Ben Meijering - Hello, Machine Learning!

published May 13, 2016, last modified May 17, 2016

Ben Meijering says hello to Machine Learning, at PyGrunn.

Ben Meijering says hello to Machine Learning, at PyGrunn.

See the PyGrunn website for more info about this one-day Python conference in Groningen, The Netherlands.

I am using a computer vision task as example because it looks nice, but this works just as well for other data.

Machine learning is: teaching computers to learn how to perform tasks.

Task: determine the digit that is in a picture.

Think of tasks in terms of probability. What is the chance that a picture as a whole is of the number zero? Regression model: change data into a value between zero and one so you can see it as a probability. We do a weighted sum of all pixel values.

Linear regression model. As inputs all the pixels. As outputs, the probability that the digit is zero, or one, or two. We apply softmax (instead of sigmoid) to output nodes, because classifications are mutually exclusive. This is a restraint we choose for this example task.

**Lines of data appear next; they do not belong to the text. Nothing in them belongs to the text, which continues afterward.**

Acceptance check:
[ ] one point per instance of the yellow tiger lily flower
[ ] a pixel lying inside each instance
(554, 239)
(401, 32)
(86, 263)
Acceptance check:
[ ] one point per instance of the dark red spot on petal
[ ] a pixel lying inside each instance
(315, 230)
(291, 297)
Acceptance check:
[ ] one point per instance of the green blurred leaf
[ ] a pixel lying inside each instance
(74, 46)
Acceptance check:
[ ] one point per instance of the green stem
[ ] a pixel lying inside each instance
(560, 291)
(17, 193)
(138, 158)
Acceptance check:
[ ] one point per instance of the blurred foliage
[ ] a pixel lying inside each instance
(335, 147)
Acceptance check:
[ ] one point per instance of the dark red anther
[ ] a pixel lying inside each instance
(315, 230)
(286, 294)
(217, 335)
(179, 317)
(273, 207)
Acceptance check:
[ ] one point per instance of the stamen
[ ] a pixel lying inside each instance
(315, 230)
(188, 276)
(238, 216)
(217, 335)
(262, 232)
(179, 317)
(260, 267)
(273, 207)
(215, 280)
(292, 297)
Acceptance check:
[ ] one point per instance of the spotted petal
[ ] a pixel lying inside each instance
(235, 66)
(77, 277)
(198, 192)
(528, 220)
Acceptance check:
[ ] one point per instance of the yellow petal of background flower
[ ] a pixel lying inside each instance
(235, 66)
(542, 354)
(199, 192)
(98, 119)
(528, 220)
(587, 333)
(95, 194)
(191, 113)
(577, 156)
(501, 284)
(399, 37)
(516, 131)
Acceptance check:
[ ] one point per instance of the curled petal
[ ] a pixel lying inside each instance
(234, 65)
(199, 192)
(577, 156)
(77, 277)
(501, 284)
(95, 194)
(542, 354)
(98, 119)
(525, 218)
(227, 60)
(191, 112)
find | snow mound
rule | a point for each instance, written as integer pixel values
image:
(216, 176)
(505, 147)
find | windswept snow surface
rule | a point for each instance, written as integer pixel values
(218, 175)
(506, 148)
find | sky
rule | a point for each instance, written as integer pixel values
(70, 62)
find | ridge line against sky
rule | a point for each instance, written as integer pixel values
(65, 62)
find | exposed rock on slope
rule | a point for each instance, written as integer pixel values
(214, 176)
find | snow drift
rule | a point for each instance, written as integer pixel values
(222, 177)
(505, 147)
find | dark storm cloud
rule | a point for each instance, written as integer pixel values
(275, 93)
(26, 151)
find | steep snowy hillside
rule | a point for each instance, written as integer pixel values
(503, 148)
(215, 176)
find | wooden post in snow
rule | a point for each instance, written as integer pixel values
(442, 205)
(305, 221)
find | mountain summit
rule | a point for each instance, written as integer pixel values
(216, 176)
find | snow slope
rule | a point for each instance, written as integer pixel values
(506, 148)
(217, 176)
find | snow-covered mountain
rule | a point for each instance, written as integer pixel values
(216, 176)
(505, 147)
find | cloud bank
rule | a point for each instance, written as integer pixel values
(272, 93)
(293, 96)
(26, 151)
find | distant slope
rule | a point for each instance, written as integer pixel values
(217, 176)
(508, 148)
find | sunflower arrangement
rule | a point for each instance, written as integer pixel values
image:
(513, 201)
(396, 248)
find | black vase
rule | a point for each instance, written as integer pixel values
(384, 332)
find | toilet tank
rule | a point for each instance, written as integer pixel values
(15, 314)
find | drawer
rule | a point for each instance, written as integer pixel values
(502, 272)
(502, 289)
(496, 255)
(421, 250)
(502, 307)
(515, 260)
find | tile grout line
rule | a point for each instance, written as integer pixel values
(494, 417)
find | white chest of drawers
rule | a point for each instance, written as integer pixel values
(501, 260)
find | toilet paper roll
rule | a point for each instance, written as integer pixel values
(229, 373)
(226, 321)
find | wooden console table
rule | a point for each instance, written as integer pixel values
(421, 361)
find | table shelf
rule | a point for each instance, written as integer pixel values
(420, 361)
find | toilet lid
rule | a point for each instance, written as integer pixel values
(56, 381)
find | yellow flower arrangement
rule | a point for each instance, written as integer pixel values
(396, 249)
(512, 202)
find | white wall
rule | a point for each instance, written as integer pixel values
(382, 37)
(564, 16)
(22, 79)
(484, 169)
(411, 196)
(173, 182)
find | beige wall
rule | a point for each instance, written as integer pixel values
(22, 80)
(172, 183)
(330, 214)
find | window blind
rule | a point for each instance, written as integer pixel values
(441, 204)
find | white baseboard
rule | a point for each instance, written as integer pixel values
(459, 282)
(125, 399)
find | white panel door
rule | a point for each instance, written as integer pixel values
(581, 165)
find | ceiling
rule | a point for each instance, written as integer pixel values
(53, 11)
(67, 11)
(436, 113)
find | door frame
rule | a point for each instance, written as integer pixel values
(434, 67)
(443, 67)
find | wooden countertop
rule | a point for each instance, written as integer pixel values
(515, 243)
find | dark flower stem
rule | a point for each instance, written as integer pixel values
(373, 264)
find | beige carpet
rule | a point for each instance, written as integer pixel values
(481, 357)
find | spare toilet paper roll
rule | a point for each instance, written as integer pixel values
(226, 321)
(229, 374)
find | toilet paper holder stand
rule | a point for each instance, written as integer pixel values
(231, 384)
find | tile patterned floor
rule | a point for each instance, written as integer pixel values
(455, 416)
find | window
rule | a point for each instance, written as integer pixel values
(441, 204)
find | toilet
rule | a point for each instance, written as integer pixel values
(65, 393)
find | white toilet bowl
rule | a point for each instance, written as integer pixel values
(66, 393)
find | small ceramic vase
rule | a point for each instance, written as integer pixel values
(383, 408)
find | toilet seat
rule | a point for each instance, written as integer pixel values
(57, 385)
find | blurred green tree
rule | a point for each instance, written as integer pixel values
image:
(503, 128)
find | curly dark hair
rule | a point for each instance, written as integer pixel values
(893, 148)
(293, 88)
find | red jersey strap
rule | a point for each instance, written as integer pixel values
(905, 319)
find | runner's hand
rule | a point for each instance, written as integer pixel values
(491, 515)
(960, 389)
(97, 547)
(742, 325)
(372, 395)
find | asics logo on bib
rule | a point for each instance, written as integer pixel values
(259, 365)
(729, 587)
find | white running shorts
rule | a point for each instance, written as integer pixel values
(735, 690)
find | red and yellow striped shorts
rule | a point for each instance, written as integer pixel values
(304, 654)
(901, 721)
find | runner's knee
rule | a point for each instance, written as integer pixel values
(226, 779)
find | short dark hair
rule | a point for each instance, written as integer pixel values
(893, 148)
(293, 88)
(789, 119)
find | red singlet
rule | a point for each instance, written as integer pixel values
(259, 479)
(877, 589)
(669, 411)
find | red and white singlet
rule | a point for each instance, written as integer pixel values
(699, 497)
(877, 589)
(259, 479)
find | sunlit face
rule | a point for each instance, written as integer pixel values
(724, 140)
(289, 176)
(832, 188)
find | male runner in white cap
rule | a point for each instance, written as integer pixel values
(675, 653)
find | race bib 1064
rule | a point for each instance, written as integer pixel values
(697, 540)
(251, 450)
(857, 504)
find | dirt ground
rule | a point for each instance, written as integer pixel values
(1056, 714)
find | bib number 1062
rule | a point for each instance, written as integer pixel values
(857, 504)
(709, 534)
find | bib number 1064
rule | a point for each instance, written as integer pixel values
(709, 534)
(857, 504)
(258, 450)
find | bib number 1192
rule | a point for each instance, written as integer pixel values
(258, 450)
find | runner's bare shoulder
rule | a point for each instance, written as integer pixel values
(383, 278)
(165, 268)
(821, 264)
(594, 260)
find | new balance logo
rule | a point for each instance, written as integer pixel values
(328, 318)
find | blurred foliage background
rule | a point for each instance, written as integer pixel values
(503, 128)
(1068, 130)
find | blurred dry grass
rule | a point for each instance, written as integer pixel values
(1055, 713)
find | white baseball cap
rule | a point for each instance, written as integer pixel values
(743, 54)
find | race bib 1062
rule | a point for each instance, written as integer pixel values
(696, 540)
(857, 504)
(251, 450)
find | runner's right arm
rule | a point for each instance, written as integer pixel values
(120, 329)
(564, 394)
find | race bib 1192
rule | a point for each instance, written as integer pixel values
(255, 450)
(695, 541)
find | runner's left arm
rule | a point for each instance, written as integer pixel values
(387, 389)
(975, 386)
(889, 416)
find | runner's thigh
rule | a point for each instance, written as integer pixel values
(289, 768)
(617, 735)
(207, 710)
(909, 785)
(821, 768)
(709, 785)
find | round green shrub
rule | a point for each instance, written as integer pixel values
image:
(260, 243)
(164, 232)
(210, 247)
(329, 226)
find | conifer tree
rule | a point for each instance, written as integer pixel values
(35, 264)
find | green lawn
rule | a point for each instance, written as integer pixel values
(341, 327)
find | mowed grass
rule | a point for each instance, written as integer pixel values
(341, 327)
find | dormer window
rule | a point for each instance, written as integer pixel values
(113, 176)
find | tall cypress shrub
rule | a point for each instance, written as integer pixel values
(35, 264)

Machine learning libraries:

  • Theano, nice for getting started in machine learning
  • TensorFlow, good for rapid prototyping, used a lot by Google
  • Keras, unified API to both Theano and TensorFlow. Good, because both libraries have their own strength and Keras makes it easy to switch.

Code is compiled to GPU instructions, which can be 30 times faster than CPU.

Goal of training: learn the best possible weights. Inputs plus weights plus model (transform) give the outputs. During training we know what the correct answer is. Errors should be propagated back through the model, through the network of nodes, so the model can update its weights.

I do the plotting with the pandas library: show how well the model is performing after each iteration over the training data. Our first model starts out bad, and improves only a little bit. A second model, with an extra layer of nodes, performs much better at first and still improves afterwards.

So: keep adding layers for more accuracy? No, because you run out of memory. We can use a convolutional network. Inspired by the visual cortex. In this model, we use less connections: the nodes in the second layer are only connected to three nodes, instead of all. And we use the same three weights everywhere.

Machine learning is a very powerful tool, in solving all sorts of tasks. And it is a creative endeavour: how do you compose your models?

Overfitting: the model knows the training data too well, performing well on this data and poorly on others. How to deal with this? Split the data into data for training and data for testing. Or dropout: obscure part of the image when training.